Ce que les Philippines m'ont appris sur le Québec

La Presse5 days ago
Des habitants de Mandaluyong City, dans la banlieue de Manille, aux Philippines, écoutent une diffusion publique d'un match de boxe télévisé, en juillet dernier.
Un récent voyage au pays d'origine de ses parents a nourri la réflexion de Kevin Majaducon sur ce qui définit l'identité et l'appartenance à un peuple.
Kevin Majaducon
Ancien conseiller politique et ancien candidat du Bloc québécois
Ces dernières semaines, j'ai décidé de parcourir les Philippines. Un pays chargé d'histoire, tout comme le Québec. C'est là que mes parents sont nés et que mes grands-parents vivent encore. Un pays d'où je tire mes racines, mais que je redécouvre avec un regard adulte.
Je me souviens de mes voyages d'enfance avec mes parents. Cette fois, je suis venu seul. Et sans le filtre familial, le pays s'est dévoilé autrement. Moins idéalisé, mais plus vrai.
Rapidement, je me suis demandé : qu'est-ce que cela signifie, être filipino ? J'ai vite compris, après des visites dans les musées et des conférences d'universitaires, que ce n'était ni la couleur de la peau, ni la maîtrise parfaite de la langue, ni même la citoyenneté sur un passeport. Être philippin, c'est d'abord une façon d'appartenir à une communauté, à une histoire, à une économie, à un espace commun. C'est participer, dans le quotidien, à la vie d'un peuple.
En voyant cette identité vécue de manière aussi organique, j'ai pensé à chez moi. À ce que cela signifie, aussi, être québécois.
Souvent, on réduit cette appartenance à des critères linguistiques ou culturels. Et pourtant, comme aux Philippines, l'essentiel se joue ailleurs : dans la contribution réelle à la société. Être québécois, ce n'est pas seulement parler français ou chanter du Félix Leclerc ou écouter du Leonard Cohen.

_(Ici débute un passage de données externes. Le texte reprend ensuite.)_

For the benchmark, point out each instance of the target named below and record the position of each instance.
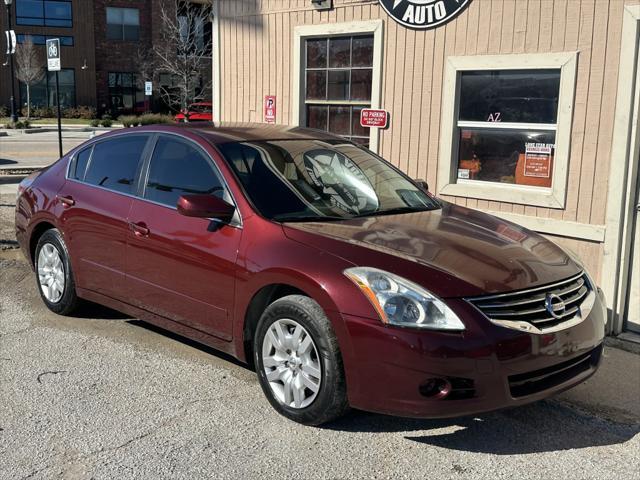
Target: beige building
(524, 109)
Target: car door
(180, 267)
(97, 197)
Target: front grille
(530, 305)
(536, 381)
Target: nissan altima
(341, 280)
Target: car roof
(219, 133)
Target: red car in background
(342, 280)
(197, 112)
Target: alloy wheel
(291, 363)
(51, 273)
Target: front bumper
(488, 366)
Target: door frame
(625, 153)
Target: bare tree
(182, 51)
(30, 67)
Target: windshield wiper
(307, 218)
(395, 211)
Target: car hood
(452, 251)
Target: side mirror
(422, 184)
(205, 206)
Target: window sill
(521, 194)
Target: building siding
(256, 41)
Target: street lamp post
(14, 113)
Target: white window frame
(303, 32)
(448, 184)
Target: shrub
(129, 120)
(155, 118)
(82, 111)
(43, 112)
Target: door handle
(139, 229)
(66, 201)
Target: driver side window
(176, 169)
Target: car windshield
(307, 180)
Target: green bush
(155, 119)
(43, 112)
(83, 112)
(129, 120)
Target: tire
(60, 297)
(319, 356)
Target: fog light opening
(435, 388)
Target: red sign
(537, 165)
(270, 109)
(374, 118)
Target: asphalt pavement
(100, 395)
(38, 149)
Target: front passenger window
(178, 168)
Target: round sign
(423, 14)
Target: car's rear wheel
(298, 361)
(54, 274)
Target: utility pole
(11, 51)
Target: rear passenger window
(178, 168)
(114, 162)
(80, 164)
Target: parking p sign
(53, 55)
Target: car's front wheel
(55, 277)
(298, 361)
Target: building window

C'est enseigner dans nos écoles, soigner dans nos hôpitaux, construire nos routes, servir dans nos commerces, protéger nos rues, pêcher dans nos eaux. C'est payer ses impôts et croire que chacun mérite de vivre dignement, peu importe ses revenus ou son accent.
Un parallèle fort
C'est dans cette logique d'inclusion active que j'ai trouvé un parallèle fort entre mes deux identités. Un parallèle qui ne gomme pas les différences, mais qui les relie autour de la même idée : on appartient à un peuple parce qu'on choisit d'y contribuer.
Au fil de mon séjour, j'ai été frappé par la simplicité et la chaleur des gens. Une générosité du quotidien. Une solidarité sans spectacle. Dans un pays parfois éprouvé, la résilience semble faire partie de l'ADN national.
Et malgré les difficultés, les gens continuent de croire en l'avenir ; non pas de manière naïve, mais avec cette conviction que la dignité ne se négocie pas.
Je me suis aussi interrogé sur le mouvement inverse : ces Nord-Américains ou Européens qui choisissent de s'installer ici, aux Philippines, à la recherche d'un mode de vie plus doux, plus humain. Qu'est-ce qui pousse quelqu'un à adopter une terre comme la sienne ?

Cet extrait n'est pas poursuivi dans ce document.